Jason laughed, stood up, and shoved the wheelchair out of the way. He had used it as a prop to give him credibility inside the hospital hallways. Now it was no longer needed. The visitor badge clipped to his shirt said he was visiting Kip Hogan, 3rd floor, ICU.
“Oh, really?” Jason returned, waving the gun menacingly. “Hey, old man. I don’t give a rat’s ass about you or your son, but if you want to die a hero, that’s up to you.”
Jason was no longer paying any attention to Ali. Dismissing her as a possible threat, he was focused instead on the man behind her, trying to assess what he might or might not do. In typical male fashion, it didn’t occur to him that Ali, too, might be armed and dangerous. All she needed was a chance to unholster her weapon.
Ali stepped aside and turned to face her would-be rescuer. He wasn’t a particularly impressive specimen. About her father’s age or maybe a little older, he was sallow-faced, paunchy, and visibly out of shape. His thin, sandy, comb-over hair was standing straight up. But out of shape or not, he stood there in the hallway, calm and determined, helping Ali face down an armed assailant. It took only a second or two for Ali to realize that his presence offered the momentary diversion she needed.
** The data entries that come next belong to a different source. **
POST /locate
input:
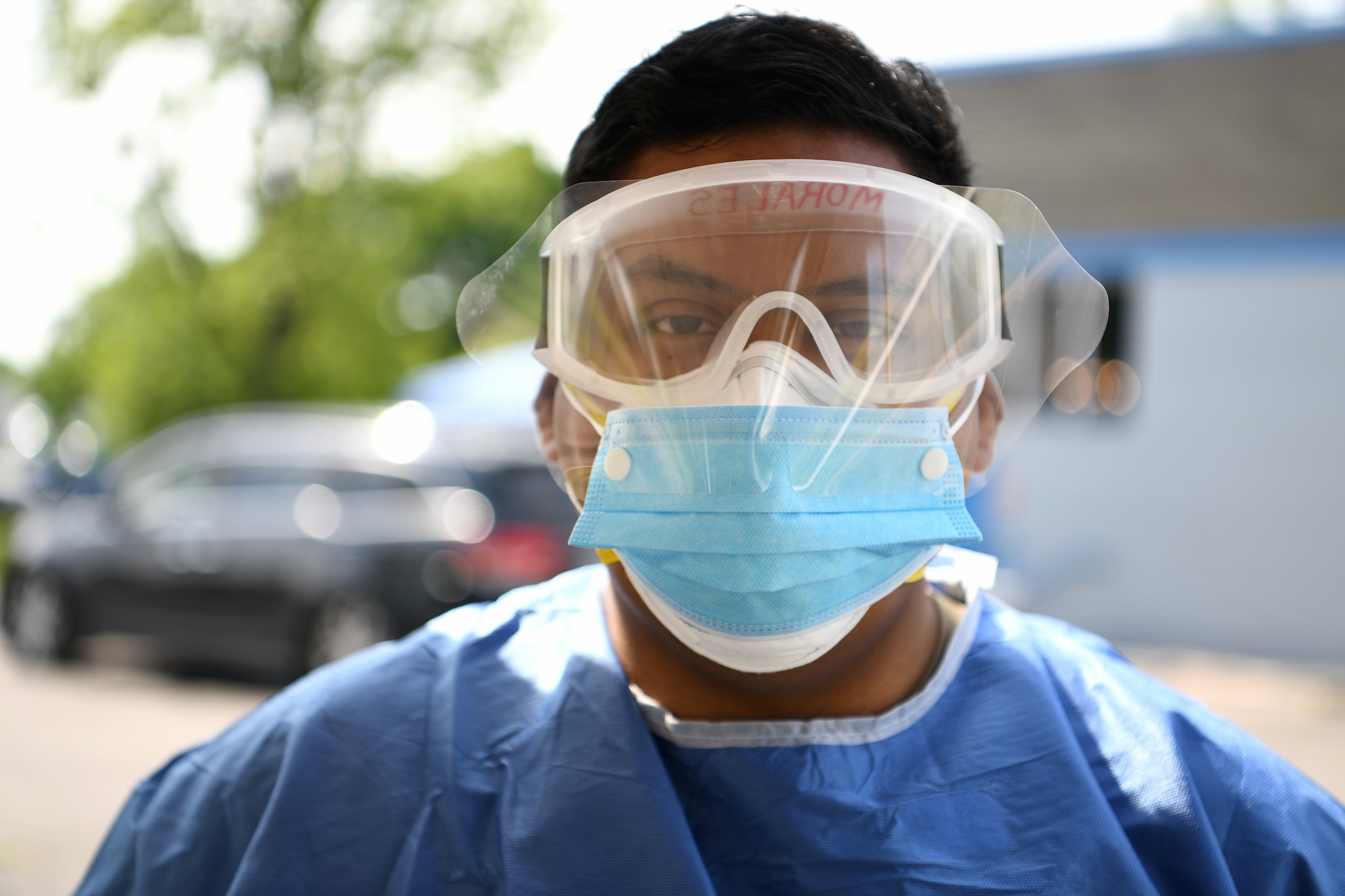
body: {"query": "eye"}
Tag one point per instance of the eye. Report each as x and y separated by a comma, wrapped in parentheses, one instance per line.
(685, 326)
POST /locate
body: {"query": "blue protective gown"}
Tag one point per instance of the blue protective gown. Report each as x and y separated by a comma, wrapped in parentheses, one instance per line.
(501, 749)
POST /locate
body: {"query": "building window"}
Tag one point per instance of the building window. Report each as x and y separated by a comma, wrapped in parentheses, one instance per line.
(1106, 384)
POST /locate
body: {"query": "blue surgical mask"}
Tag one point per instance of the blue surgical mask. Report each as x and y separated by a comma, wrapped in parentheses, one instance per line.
(759, 536)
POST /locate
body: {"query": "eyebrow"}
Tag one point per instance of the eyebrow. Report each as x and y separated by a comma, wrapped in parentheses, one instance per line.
(852, 286)
(669, 271)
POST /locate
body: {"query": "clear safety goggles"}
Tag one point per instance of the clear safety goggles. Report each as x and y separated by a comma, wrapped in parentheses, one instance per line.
(855, 286)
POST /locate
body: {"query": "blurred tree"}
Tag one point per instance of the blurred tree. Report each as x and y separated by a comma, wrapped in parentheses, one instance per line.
(323, 61)
(353, 276)
(338, 298)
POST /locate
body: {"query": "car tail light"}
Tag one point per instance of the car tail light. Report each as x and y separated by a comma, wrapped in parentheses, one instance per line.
(517, 553)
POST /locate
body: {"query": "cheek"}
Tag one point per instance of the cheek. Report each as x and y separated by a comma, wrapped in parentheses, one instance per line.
(968, 440)
(576, 443)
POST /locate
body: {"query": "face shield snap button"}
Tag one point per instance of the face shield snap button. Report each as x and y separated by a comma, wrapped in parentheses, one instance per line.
(618, 464)
(933, 466)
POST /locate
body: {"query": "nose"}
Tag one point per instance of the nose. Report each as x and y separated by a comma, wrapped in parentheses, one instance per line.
(786, 327)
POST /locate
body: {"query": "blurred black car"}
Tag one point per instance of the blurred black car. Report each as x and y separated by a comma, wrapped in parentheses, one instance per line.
(279, 538)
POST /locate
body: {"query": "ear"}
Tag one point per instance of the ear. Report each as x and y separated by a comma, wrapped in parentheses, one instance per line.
(991, 415)
(544, 409)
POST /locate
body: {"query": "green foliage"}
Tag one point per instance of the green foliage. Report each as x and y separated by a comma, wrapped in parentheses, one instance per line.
(310, 313)
(307, 49)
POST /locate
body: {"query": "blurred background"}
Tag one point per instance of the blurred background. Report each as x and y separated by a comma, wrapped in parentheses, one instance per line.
(239, 439)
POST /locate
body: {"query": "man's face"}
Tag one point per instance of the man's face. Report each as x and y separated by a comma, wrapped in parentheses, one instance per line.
(685, 322)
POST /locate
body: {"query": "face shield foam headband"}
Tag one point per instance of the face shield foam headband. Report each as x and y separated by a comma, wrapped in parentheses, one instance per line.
(771, 352)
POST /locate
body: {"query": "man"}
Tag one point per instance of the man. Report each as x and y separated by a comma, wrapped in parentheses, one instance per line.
(779, 353)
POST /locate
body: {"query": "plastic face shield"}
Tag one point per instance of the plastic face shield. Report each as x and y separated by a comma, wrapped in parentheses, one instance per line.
(785, 283)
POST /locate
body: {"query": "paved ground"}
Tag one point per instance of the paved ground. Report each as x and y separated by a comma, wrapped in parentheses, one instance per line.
(75, 740)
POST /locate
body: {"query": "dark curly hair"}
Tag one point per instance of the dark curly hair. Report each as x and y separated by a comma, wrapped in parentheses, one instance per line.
(751, 71)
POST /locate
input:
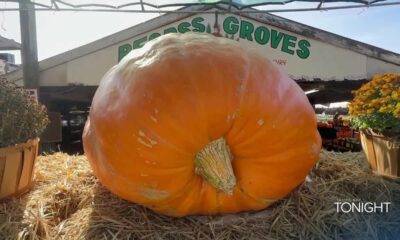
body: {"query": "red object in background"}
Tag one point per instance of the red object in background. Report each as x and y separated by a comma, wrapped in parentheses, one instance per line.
(325, 124)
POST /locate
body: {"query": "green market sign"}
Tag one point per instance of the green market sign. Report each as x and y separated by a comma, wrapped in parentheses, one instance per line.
(232, 26)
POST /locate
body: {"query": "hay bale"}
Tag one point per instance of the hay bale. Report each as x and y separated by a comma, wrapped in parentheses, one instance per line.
(68, 202)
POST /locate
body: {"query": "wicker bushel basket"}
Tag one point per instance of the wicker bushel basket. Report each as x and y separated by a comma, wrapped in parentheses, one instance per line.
(16, 168)
(383, 153)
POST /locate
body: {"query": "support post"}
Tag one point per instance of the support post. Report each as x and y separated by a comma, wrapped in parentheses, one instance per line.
(29, 55)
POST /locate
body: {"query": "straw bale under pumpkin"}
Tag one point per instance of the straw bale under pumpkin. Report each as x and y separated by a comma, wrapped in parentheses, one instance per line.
(67, 202)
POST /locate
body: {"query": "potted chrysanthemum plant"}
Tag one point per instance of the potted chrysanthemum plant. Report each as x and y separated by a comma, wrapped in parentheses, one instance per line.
(22, 120)
(375, 110)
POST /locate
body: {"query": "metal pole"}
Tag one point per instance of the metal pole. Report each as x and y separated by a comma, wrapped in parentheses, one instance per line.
(30, 66)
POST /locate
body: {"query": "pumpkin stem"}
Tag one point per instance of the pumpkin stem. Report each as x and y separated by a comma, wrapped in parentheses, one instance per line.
(213, 163)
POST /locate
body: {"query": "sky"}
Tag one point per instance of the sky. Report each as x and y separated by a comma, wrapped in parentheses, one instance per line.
(58, 32)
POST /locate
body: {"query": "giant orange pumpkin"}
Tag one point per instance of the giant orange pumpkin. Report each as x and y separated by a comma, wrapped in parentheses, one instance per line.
(195, 124)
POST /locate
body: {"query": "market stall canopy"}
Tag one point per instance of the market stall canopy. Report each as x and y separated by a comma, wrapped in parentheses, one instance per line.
(165, 5)
(8, 44)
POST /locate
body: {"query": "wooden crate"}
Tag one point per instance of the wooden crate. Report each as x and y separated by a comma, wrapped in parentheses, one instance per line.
(16, 168)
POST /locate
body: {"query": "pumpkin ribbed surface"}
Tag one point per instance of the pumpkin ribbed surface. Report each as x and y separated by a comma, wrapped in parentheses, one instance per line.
(195, 124)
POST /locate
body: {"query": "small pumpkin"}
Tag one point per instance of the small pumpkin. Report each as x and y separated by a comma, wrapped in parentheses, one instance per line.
(195, 124)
“I said get going,” Jason growled.
Keeping her left hand out of sight, Ali made a slight movement with her fingers, hoping to let her ad hoc partner know that she needed to pass in front of him. She couldn’t be sure if he understood or not, but he nodded slightly.
“All right,” Ali said. “I’m going.”
She ducked into the waiting room. As soon as she was inside, she stationed herself behind the wall just inside the doorway and managed to extract her Glock from its holster.
Ali had expected to find the waiting room full of people, but to her astonishment and immense relief the place was empty. Completely empty. The glass partition into the nurses’ station was blacked out, blocked by something Ali would later learn was a mattress. Windows in the swinging doors that led into the ICU itself were also darkened, as though someone had lowered a set of shutters. With any luck they were barricaded as well.